Bristling after being thwarted, the politicians, including a few ministers, are reported to have got Balaji shunted out of the district on July 2 and placed him on compulsory wait without any posting.

“It is a shame. On the one hand, chief minister Jayalalithaa had taken to task AIADMK’s Chennai councillors for corruption but a straightforward officer like Balaji has been sidelined for doing an honest job,” a senior IAS officer said.

The bigwigs, who had hoped Balaji’s transfer would make others fall in line, got a second jolt when the four district collectors similarly rolled out a transparent selection process, weeding out ineligible and influential candidates.

Anshul Mishra issued a statement saying job aspirants could complain to him directly if anyone demanded money in exchange for the posts. When a widow told him she had paid a bribe of Rs 1.5 lakh, he promised her a job on condition that she retrieved the money.

“Many were misled into believing that they could sell the provisions of the noon-meal centre in black and recover their bribe money, which is just another way of perpetrating a corrupt system,” Mishra said.

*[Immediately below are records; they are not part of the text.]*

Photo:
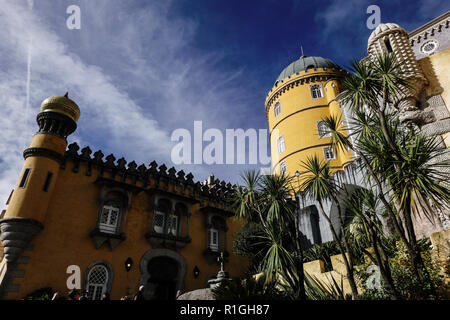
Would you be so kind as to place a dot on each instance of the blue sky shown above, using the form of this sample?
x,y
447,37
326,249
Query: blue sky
x,y
141,69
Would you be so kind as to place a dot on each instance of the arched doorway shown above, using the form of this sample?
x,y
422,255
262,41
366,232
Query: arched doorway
x,y
163,273
161,285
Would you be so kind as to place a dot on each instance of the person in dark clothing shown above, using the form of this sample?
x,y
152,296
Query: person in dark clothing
x,y
140,294
106,297
74,295
84,295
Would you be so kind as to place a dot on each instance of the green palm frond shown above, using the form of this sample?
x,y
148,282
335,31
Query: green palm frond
x,y
336,128
316,181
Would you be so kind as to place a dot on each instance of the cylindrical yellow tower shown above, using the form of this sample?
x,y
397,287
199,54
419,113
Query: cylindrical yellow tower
x,y
391,38
302,96
27,208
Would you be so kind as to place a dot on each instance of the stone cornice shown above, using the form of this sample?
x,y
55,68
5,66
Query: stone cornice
x,y
295,112
429,28
300,80
43,152
139,177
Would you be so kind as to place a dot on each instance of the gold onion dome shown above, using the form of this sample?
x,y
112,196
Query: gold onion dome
x,y
62,105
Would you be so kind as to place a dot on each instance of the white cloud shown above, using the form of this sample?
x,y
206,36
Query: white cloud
x,y
104,106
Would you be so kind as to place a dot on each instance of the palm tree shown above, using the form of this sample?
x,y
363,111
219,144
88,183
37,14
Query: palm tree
x,y
366,225
317,184
267,199
374,88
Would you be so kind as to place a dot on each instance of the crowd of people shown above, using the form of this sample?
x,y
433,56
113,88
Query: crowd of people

Anu George asked tehsildars and BDOs to hand-deliver appointment letters to ensure the right candidates received them.

Darez Ahamed sent officials to check out the social status of candidates and weeded out well-off ones living in big houses but claiming to live in huts.

Such political pressures on appointments are, however, not unique to Tamil Nadu. In Bengal too, similar games are played because MLAs have an important role in job interviews.

“In Bengal, political leaders hardly demand money while recruiting an anganwadi worker or helper as salaries are very poor. Instead, political parties push their supporters for these posts to strengthen their support base,” a Burdwan sub-divisional officer said.

Tamil Nadu is filling up vacancies for 4,373 noon-meal centre organisers, 5,717 cooks and 6,703 assistant cooks. Among these posts, 25 per cent are reserved for widows and the destitute and 25 per cent for internal promotion. Three per cent is reserved for differently abled persons.

The only qualification is a pass in class X for organisers, Class VIII for cooks and Class V for assistants. But they have to reside within a 3km radius of their place of work.

The organisers get a salary of Rs 2,500-5,000, cooks Rs1,300-3,000 and assistant cooks Rs950-Rs2,000. They also get dearness allowance, house rent allowance, city compensatory allowance and medical allowance along with 3 per cent annual increment. They are paid lumpsum retirement benefits.